Foto : Poster Film Spider-Man: Brand New Day.
Tulisan oleh: Nur Muthya Salwa
Judul Film: Spider-Man: Brand New Day
Sutradara: Destin Daniel Cretton
Penulis Skenario: Chris McKenna dan Erik Sommers
Tanggal Rilis: 31 Juli 2026
Perusahaan Produksi: Marvel Studios dan Sony Pictures
Durasi: 145 Menit
Pemeran Utama: Tom Holland, Sadie Sink, Olivia Booth-Ford, Tramell Tillman, Jon Bernthal, Florence Pugh, Mark Ruffalo
Film ini dibuka dengan kehidupan Peter Parker yang kini hidup sendirian di New York. Setelah ingatan semua orang tentang dirinya dihapus oleh mantra Doctor Strange, Peter tidak lagi punya teman, uang, atau teknologi canggih peninggalan Tony Stark. Ia terpaksa hidup hemat dan berjuang sendirian dari nol sebagai pahlawan biasa. Kehidupan sepi Peter mulai terganggu saat kota New York kembali dilanda kekacauan besar akibat teror penjelajah pikiran dan kejahatan rahasia milik pemerintah.

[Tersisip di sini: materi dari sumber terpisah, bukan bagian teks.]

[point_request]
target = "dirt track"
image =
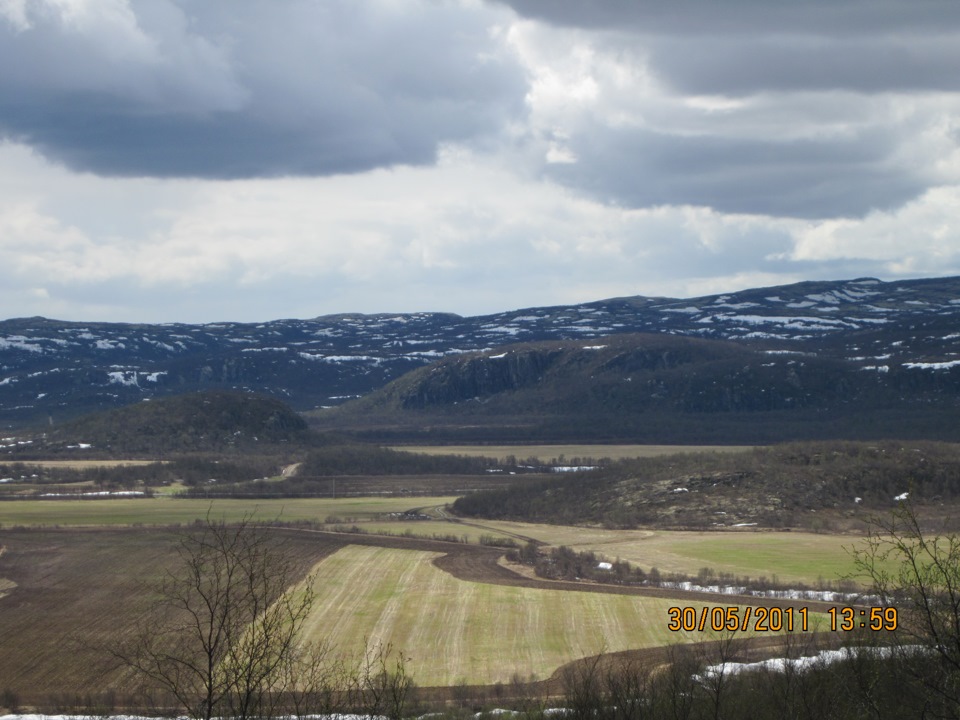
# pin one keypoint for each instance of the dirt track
(476, 563)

Di tengah situasi tersebut, Peter mencoba mencari tempat untuk kembali percaya. Ia kemudian berhadapan dengan lembaga pemerintah bernama Department of Damage Control (DODC) yang dipimpin oleh Bill Metzger. Peter yang masih polos berpikir bahwa lembaga ini dapat dipercaya untuk menjaga keamanan kota. Namun, kepercayaan tersebut justru membawanya pada sebuah kenyataan yang tidak ia duga.
Rasa kecewa Peter mencapai puncaknya saat ia berhasil menyusup ke markas rahasia DODC. Di sana, Peter terkejut mengetahui bahwa berbagai senjata canggih yang mereka buat ternyata dirancang khusus untuk menghancurkan Spider-Man. Apa yang awalnya ia kira sebagai sebuah lembaga yang dapat diandalkan justru menjadi ancaman bagi dirinya. Dari pengalaman tersebut, Peter mulai menyadari bahwa menjadi pahlawan juga berarti belajar menentukan sendiri siapa yang bisa dipercaya. Pengkhianatan itu akhirnya menjadi salah satu titik yang membuat Peter semakin dewasa dan sadar bahwa ia harus mampu berdiri di atas kakinya sendiri.

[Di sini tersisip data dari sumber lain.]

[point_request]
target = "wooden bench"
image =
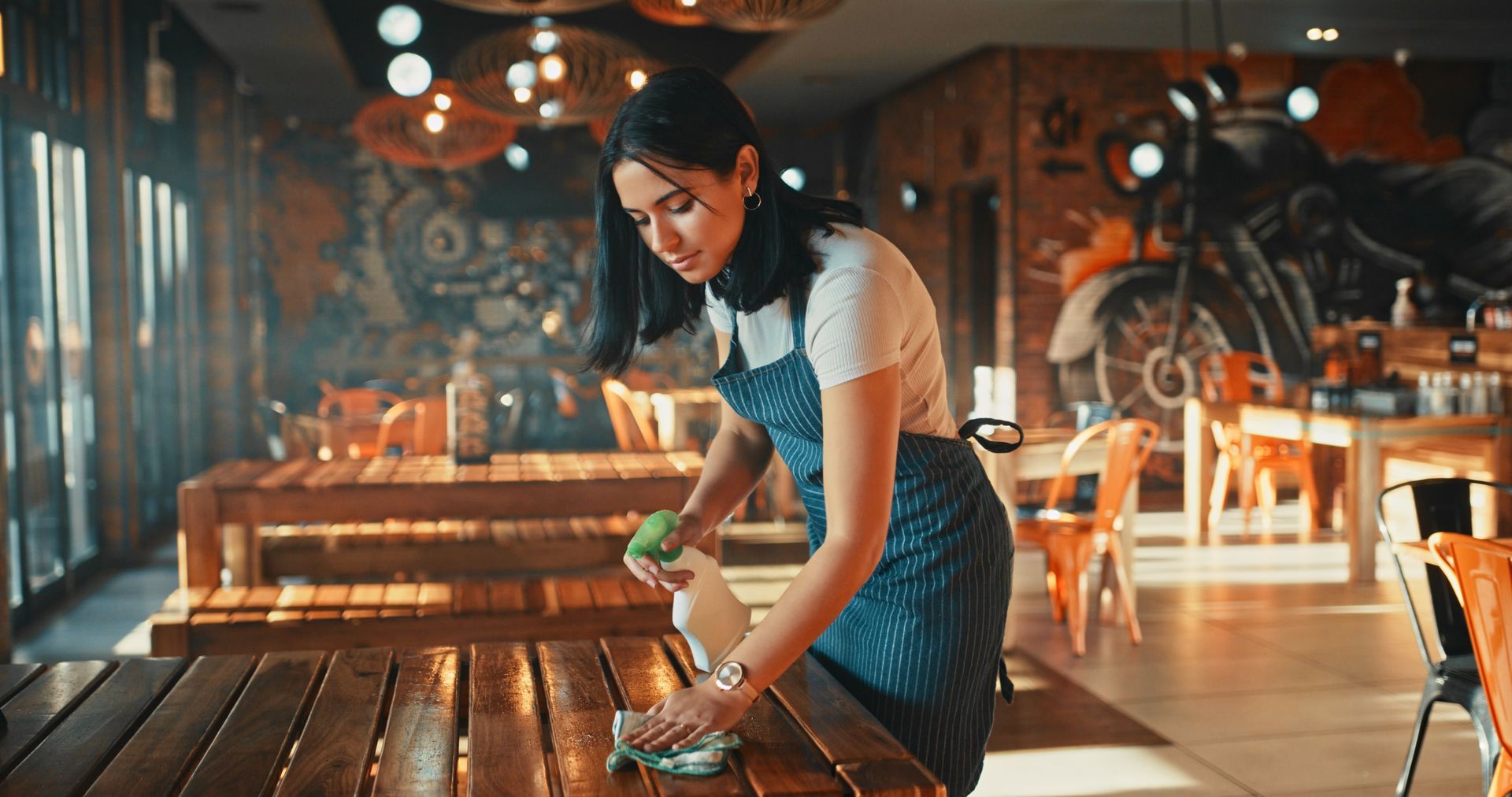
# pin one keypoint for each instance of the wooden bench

Namun, persoalan tentang siapa yang sebenarnya menjadi ancaman tidak hanya dialami oleh Peter. Film ini juga membawa penonton pada sosok Jean Grey yang sejak awal ditampilkan sebagai penjahat yang sangat mengerikan. Jean mengamuk dan merasuki pikiran warga kota tanpa alasan yang jelas. Tindakannya membuat ia mudah dilihat sebagai sumber kekacauan yang harus dihentikan.

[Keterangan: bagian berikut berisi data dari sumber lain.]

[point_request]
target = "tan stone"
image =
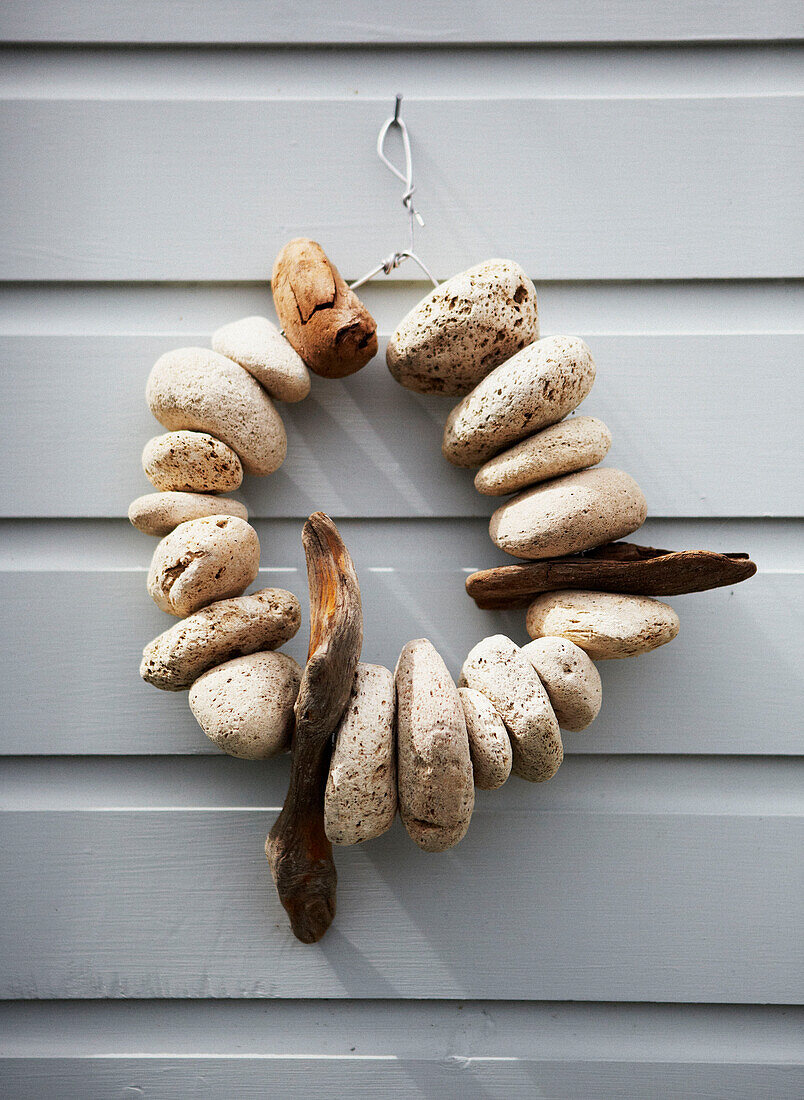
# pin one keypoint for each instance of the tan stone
(497, 668)
(433, 765)
(604, 624)
(198, 389)
(360, 801)
(569, 515)
(464, 328)
(201, 561)
(570, 679)
(264, 352)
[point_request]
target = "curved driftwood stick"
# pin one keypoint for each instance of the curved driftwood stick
(299, 854)
(617, 567)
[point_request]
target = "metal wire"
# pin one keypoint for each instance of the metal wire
(415, 218)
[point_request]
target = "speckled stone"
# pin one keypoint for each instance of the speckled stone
(360, 801)
(570, 679)
(264, 352)
(201, 561)
(536, 387)
(497, 668)
(604, 624)
(563, 448)
(464, 328)
(228, 628)
(160, 513)
(190, 462)
(433, 765)
(569, 515)
(488, 741)
(246, 705)
(200, 391)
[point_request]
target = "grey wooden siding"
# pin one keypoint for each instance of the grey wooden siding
(630, 928)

Pandangan tersebut perlahan berubah menjelang akhir film. Terungkap bahwa seluruh aksi nekat dan teror Jean selama ini sebenarnya merupakan bentuk keputusasaan seorang adik yang sedang mencari kakaknya, Sara Grey, yang hilang tanpa kabar. Sosok yang sebelumnya terlihat sebagai ancaman ternyata menyimpan luka yang jauh lebih besar daripada yang terlihat.
Kisah Jean kemudian menjadi semakin kelam ketika ia ditangkap dan dijadikan bahan percobaan di laboratorium rahasia DODC. Di tempat itulah Jean mengetahui kenyataan pahit bahwa kakaknya ternyata telah tewas setelah disiksa dalam eksperimen yang sama. Pengungkapan ini membuat semua tindakan Jean sebelumnya terasa berbeda. Kemarahannya ternyata bukan muncul tanpa alasan, melainkan lahir dari kehilangan dan keputusasaan untuk menemukan seseorang yang sangat ia cintai.
Puncak emosinya hadir ketika rahasia di balik kata “V-Max” akhirnya terungkap. Saat terbaring di meja laboratorium, Jean mendongak ke atas dan baru menyadari bahwa kata V-Max yang sempat diucapkan kakaknya sebelum meninggal bukanlah nama kode atau senjata rahasia. V-Max ternyata hanya merek ventilasi udara yang ditatap oleh kakaknya pada detik-detik terakhir sebelum meninggal.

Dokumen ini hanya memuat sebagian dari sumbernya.